What's more, during the 1793 yellow fever epidemic in Philadelphia, Black people were believed to be resistant to yellow fever, which was not true and led to high mortality rates among Black people, Blackstock explained.
'The importance of understanding the problem with the myths is that they can literally lead to regulations being written into medicine that treat populations differently just based on race,' Bervell said. 'It can actually change the care that people receive.'
While it's easy to look at a particular viewpoint as a one-off, medical racism has real-world consequences that irresponsible comments can make worse. Promoting debunked beliefs 'distracts us from really doing the work that we need to do, which is dismantling systemic racism in health care and ensuring that everyone has equitable access to preventive care and treatments that they need,' Blackstock added.
'One thing that is also kind of strange about him [Kennedy] is he's someone who for a long time has said that he doesn't support vaccines,' Bervell said. 'Apparently, now he's changed his mind, but for a long time he said he hasn't supported vaccines, and then he's also saying that Black people should get a different vaccine schedule.
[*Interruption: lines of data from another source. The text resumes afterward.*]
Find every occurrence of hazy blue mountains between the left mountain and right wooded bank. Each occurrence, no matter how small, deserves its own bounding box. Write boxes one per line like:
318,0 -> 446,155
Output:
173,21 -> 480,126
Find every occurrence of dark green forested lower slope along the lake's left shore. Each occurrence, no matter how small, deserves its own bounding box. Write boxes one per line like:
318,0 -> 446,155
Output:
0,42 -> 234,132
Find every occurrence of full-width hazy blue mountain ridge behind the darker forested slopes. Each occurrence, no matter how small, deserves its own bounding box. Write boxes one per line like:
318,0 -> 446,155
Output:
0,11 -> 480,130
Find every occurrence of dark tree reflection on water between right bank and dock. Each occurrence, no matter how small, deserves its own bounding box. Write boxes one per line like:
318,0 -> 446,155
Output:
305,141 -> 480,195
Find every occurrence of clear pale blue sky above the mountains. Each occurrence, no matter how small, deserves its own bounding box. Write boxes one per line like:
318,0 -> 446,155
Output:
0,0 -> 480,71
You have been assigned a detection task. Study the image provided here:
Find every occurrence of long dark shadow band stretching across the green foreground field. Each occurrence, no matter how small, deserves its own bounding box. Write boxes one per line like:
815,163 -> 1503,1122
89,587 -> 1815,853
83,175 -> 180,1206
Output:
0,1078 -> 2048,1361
So you have to wonder, what is your goal in saying that if you don't even believe in vaccines?'
Bervell said comments like those from Kennedy can sow vaccine hesitancy in the Black population, which is dangerous and can erode trust in evidence-based medicine.
It's not the first time that this has happened, either, Blackstock added. In 2021, Kennedy produced a documentary called 'Medical Racism: The New Apartheid,' which Blackstock said promoted misinformation about health and vaccines to the Black community, along with other marginalized groups.
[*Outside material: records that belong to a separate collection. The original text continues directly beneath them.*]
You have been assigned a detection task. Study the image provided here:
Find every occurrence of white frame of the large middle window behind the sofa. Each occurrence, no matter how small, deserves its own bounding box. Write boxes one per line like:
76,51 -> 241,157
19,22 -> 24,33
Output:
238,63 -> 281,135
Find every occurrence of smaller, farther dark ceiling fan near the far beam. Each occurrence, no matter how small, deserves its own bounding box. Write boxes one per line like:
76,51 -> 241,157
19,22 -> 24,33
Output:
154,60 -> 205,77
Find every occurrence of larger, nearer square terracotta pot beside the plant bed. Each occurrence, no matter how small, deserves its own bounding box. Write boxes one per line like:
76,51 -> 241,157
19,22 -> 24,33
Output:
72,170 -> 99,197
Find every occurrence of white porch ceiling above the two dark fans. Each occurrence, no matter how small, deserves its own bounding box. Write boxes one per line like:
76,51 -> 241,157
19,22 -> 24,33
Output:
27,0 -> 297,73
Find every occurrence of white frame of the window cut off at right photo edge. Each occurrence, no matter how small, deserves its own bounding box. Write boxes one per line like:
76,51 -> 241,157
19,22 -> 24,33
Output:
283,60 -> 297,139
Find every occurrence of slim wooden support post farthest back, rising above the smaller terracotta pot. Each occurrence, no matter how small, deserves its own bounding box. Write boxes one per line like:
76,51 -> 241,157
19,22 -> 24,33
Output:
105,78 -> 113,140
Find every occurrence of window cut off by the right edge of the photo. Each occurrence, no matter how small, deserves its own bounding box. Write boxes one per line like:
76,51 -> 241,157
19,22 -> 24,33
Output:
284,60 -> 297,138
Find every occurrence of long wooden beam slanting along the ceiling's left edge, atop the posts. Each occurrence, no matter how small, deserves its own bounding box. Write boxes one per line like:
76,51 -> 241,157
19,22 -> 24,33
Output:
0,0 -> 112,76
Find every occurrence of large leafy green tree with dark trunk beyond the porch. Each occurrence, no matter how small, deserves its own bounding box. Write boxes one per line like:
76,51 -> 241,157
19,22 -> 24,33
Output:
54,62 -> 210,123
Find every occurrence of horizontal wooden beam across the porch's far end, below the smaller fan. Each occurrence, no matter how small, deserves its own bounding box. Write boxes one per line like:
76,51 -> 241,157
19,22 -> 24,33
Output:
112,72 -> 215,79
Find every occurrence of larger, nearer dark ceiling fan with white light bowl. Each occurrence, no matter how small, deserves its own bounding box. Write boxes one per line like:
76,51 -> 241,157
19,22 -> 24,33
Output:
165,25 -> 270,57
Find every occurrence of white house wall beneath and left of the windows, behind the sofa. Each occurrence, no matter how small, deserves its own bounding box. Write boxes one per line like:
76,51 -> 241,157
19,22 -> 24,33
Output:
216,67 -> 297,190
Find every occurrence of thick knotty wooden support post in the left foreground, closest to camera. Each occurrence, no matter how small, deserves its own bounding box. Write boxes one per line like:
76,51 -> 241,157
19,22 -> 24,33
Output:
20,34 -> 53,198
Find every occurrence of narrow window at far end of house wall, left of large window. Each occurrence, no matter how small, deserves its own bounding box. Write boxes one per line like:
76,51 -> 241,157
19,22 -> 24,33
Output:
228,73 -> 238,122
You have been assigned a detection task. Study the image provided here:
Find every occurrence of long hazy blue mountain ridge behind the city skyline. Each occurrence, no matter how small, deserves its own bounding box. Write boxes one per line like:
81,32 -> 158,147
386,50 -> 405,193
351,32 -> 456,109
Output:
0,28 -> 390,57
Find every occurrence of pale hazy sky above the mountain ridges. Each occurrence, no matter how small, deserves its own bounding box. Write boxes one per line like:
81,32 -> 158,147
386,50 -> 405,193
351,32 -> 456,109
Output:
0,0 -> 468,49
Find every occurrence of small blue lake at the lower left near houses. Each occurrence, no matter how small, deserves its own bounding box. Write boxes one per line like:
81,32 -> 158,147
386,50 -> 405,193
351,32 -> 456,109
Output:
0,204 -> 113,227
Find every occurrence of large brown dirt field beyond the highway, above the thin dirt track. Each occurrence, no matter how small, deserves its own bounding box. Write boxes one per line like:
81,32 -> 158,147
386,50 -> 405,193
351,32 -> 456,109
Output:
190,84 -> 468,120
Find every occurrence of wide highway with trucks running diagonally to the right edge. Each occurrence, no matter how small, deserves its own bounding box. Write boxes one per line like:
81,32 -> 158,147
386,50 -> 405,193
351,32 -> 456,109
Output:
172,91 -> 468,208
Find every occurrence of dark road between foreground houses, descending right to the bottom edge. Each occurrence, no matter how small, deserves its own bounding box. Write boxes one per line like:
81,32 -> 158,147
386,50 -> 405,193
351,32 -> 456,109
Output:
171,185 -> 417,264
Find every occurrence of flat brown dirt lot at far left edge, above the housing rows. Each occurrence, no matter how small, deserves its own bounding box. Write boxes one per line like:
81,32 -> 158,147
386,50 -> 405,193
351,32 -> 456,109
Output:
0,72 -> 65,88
'It's interesting how some of his efforts have been focused on taking advantage of [and] exploiting the mistrust that some in the Black community have around vaccines and the health care system because of structural racism and medical racism,' Blackstock said.
With misinformation and scare tactics rampant on social media, misinformation from government leaders will only make it harder to tell what's real and what's fake in medicine. Trust needs to be paramount for health care as an institution, Bervell said.
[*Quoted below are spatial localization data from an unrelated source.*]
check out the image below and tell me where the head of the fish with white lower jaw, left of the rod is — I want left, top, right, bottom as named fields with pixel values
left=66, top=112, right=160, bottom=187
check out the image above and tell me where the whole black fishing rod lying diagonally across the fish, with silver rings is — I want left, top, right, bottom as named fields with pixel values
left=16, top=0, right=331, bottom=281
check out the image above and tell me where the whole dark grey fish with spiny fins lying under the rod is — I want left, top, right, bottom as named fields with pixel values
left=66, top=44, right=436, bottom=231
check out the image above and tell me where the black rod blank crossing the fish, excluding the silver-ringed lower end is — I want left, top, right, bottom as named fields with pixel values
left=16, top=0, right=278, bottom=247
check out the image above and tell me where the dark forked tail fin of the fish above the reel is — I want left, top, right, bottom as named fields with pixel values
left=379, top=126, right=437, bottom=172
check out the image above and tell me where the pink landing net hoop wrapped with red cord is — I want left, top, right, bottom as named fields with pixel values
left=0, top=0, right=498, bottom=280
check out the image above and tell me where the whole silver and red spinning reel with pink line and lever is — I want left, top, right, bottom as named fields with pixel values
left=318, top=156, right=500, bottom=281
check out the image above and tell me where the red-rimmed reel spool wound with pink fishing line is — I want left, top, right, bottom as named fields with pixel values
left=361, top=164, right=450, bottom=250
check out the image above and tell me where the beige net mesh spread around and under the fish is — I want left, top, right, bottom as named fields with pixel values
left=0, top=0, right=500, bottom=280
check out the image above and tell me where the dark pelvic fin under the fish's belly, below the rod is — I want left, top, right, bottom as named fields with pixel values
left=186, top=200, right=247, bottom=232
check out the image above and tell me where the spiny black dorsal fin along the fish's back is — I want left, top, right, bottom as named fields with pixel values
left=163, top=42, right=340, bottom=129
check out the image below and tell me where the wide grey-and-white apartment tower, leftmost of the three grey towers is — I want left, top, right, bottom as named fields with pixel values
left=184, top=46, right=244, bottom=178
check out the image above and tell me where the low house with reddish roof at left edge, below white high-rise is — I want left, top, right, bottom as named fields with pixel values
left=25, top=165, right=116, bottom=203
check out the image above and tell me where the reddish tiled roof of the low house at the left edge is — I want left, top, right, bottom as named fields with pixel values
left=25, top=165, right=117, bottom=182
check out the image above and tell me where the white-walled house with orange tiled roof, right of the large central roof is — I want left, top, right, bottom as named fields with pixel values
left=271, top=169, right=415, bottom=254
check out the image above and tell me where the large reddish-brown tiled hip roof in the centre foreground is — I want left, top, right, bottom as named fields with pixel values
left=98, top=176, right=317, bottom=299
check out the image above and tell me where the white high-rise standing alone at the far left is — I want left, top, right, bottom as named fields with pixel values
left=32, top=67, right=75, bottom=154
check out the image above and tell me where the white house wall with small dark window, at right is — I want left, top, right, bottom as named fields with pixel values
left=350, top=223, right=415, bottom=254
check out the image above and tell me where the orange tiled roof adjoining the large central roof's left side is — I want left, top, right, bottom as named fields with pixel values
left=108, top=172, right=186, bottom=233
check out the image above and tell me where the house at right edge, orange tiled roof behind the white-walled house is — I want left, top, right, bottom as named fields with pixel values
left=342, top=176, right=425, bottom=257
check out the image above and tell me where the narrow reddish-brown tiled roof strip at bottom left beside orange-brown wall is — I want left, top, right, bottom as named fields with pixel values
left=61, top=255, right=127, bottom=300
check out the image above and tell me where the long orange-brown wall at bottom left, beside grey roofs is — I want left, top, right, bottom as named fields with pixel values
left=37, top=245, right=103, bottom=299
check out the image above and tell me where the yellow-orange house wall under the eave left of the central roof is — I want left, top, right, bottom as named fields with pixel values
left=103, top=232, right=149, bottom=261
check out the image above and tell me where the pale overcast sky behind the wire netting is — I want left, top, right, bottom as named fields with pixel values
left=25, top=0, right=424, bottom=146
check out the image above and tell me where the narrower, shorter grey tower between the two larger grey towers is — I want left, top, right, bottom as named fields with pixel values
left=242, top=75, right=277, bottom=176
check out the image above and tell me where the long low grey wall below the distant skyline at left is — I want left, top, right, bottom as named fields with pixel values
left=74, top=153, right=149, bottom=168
'The trust is already eroded in health care,' Bervell explained. 'We need to have someone that is going to work with scientists, researchers, doctors that are on the ground seeing these problems every day, not someone that's in an ivory tower watching from above without understanding of what's actually happening on the ground.'
Blackstock stressed that while such false beliefs are very problematic, they track with much of the messaging from Donald Trump and his new presidential administration.
'It echoes some of the rhetoric that [Trump] has shared around eugenics and immigrants,' Blackstock said. 'He's talked about immigrants having 'bad genes' or 'poisoning the blood of our country.' It just speaks to this idea of racial purity or genetic purity, and this false idea that certain groups of people are inherently inferior or predisposed to certain behaviors because of their genetics.'
And, again, race is a social construct and does not equal genetic differences. 'It's just really shocking that in the year 2025 we are still dealing with these beliefs being propagated that have been around for several centuries that have been used to justify slavery, used to justify inequitable treatment, used to justify forced sterilization,' Blackstock said.
Blackstock added that she thinks individuals get away with this kind of rhetoric because people become accustomed to outlandish comments and bad behavior.
'But we need to really flag this and say this is really dangerous and really concerning rhetoric that can have real health implications,' Blackstock said.